MobileCoin Ledger

MobileCoin Ledger takes transactions built with CryptoNote signatures and RingCT and adds two new improvements: membership proofs for transaction inputs and redacted transaction records.

When a transaction is prepared by a user, it contains a ring signature with a double-spend proof. What’s a double-spend proof? One of the many ground-breaking elements of Satoshi’s Bitcoin electronic payment system was that it solved the long-standing “double-spend” problem that plagued cashless spending. Through the implementation of time-stamped transactions that are unanimously verified by a distributed network of validators, it was no longer possible for a person to spend the same funds twice.

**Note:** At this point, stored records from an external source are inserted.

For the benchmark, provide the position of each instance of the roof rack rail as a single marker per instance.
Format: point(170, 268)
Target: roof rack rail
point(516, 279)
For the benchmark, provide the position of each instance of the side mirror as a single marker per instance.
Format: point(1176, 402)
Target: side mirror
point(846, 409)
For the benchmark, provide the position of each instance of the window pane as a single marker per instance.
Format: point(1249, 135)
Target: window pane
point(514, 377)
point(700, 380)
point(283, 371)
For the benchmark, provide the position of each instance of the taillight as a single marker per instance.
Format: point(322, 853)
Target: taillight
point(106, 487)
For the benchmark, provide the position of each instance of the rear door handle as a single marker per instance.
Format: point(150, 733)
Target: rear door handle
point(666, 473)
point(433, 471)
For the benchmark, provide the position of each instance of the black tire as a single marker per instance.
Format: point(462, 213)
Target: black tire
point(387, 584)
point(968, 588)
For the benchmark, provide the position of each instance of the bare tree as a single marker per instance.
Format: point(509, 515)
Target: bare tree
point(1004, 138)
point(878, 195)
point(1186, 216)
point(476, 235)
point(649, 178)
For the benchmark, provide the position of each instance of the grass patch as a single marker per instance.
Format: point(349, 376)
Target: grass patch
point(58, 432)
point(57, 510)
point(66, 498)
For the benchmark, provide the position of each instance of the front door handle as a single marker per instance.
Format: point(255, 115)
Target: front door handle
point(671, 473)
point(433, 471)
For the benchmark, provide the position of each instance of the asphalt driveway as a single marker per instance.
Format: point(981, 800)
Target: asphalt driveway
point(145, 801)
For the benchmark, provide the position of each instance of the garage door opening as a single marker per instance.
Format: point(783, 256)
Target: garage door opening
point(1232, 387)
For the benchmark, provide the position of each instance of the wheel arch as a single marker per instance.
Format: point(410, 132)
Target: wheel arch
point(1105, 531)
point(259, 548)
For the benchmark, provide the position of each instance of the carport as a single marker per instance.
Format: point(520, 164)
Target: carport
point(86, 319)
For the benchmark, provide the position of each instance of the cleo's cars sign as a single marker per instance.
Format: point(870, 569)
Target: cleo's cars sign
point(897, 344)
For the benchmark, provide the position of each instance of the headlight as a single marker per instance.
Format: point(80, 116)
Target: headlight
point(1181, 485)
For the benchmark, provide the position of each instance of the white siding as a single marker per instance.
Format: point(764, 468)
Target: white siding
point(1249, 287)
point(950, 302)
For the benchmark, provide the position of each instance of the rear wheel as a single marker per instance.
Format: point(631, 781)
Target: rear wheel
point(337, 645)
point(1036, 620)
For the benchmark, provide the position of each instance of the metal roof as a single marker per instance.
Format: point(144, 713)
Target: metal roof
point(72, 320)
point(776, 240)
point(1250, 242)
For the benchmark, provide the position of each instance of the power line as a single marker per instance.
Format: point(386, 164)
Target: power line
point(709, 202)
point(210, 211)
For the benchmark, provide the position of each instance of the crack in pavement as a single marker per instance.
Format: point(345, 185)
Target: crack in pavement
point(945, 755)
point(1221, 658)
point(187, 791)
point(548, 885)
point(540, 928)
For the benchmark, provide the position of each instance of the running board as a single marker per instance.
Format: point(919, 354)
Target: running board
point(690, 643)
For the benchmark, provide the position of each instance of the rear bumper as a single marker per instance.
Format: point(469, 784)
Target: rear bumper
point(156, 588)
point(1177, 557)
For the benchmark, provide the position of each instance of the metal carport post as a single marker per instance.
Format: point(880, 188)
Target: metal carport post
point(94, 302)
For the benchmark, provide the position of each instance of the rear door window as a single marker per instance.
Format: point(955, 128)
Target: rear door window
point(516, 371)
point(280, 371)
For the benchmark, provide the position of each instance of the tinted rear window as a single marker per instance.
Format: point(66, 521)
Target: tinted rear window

In addition to the double-spend proof, the MobileCoin Ledger’s ring signature also contains the proofs-of-membership for transaction inputs. Membership proofs allow the transaction to be validated without requiring disk access to the corresponding entries in the ledger. This closes a potential access-pattern side channel that could allow a malicious actor to observe the particular set of inputs used to construct the transaction. When a valid transaction is ready to be published in the MobileCoin ledger, the membership proofs are deleted and only the double-spend proof and the new transaction output are added to the public record. These "redacted transactions" make it difficult to link and deanonymize users through analysis of the public blockchain.

Redacted transactions also necessarily imply that the public blockchain entries do not contain enough information for the complete transaction history to be revalidated in an audit. Our solution is to provide two separate mechanisms for audit support. All blocks are signed as they are published by the code that performs the validation and redaction for publication.